Clemens Eichler: When the pandemic began, there was concern that contaminated waste could not be properly disposed of from hospitals. Hospitals have built up a hygiene and waste management system over many years. The waste management system is usually not in the hands of the hospital. There are disposal companies that pick up the waste; these are well-established processes. Behind this is an incineration plant. Hospital waste is hazardous waste and must be disposed of accordingly. Therefore, there was a lot of concern from the disposal companies about burning a loose bag of contaminated medical material like bulk waste. In addition, each county handles this differently and there are different regulations everywhere.
How did DEISS learn of the demand for a special trash bag?
We have sales managers and product managers who collect and evaluate information from customers and current market developments. Medically contaminated material was otherwise always disposed of using solid, small containers, but the volume that emerged in the wake of the pandemic would have overloaded this system. The Federal Institute for Materials Research and Testing responded quickly and issued this order, allowing us to manufacture this product.

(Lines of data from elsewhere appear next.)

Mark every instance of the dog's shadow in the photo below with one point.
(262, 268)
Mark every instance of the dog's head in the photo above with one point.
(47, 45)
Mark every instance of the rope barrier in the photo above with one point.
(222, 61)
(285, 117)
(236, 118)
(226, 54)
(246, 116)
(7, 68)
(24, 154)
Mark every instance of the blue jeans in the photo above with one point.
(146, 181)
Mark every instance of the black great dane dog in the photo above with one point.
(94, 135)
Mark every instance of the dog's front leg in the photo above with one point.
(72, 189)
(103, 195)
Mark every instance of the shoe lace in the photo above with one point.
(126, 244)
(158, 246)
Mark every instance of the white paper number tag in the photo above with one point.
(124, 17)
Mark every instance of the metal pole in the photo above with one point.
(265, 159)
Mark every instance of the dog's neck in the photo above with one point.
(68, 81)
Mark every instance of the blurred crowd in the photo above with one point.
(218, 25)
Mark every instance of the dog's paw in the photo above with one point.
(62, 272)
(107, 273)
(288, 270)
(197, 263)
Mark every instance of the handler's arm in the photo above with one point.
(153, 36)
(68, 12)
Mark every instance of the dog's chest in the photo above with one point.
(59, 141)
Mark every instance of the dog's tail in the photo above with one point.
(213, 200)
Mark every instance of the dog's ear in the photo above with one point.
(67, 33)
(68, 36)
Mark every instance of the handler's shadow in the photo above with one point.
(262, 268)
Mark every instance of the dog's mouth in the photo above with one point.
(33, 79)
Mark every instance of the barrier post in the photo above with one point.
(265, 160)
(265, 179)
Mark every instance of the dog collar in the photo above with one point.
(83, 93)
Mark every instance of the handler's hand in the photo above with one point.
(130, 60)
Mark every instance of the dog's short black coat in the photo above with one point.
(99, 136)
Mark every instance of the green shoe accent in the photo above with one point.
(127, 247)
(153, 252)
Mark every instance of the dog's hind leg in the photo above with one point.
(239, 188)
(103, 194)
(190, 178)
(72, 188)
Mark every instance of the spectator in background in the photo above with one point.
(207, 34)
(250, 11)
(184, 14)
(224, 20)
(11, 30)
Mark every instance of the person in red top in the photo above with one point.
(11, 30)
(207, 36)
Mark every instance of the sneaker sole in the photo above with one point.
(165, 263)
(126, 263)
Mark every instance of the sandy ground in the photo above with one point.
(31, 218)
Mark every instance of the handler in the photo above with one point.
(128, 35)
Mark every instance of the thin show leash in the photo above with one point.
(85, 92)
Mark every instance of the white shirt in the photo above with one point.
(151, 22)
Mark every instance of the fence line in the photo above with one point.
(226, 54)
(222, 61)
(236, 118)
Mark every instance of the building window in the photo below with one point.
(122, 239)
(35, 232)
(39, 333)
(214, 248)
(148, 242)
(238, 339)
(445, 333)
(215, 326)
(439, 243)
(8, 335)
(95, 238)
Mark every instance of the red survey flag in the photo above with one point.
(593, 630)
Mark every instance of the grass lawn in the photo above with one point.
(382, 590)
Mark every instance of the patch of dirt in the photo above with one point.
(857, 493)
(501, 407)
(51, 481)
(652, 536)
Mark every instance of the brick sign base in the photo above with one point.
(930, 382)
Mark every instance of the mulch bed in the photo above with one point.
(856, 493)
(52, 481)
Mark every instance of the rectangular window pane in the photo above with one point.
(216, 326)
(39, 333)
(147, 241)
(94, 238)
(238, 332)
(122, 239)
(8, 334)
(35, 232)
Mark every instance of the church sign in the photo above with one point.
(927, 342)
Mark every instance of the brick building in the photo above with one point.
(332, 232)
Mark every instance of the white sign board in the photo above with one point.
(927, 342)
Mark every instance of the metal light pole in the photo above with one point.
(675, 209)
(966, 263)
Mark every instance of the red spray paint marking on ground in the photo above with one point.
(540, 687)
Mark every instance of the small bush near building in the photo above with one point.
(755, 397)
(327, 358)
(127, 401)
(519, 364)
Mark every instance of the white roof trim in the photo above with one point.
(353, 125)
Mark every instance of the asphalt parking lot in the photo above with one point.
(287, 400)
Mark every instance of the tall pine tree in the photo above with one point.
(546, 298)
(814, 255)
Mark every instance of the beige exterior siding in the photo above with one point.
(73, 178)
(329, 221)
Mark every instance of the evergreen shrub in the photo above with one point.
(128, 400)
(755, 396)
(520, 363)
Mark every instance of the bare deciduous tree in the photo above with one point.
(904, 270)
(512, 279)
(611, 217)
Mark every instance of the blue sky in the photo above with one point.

How quickly did it then take to get to market?
The development phase took a relatively short time. You have to see this in the context that we were already working on thinner trash bags at the time. In order to be able to guarantee that, we worked with high-performance polymers, so that even with a lower wall thickness, high performance is given. We had already developed that at the time, so we were able to quickly implement the specifications for the Corona garbage bag within three, four weeks.
How could you react so quickly?
We were able to react so quickly because we were prepared. We develop new products of course always together with research partners to be able to respond so quickly to demands. However, it must also be said that the testing was quick because there was a high level of willingness on all sides to implement quickly. This enabled us to bring our product to market quickly, including certification.
How successful was the Corona bag?
We have already sold over 700,000 of the bags. The RKI has changed its regulations during the crisis, so that, for example, dry Corona waste can also be disposed of in normal garbage bags. This has of course reduced the initial rush for the Corona bag, but we continue to sell the bag on an ongoing basis.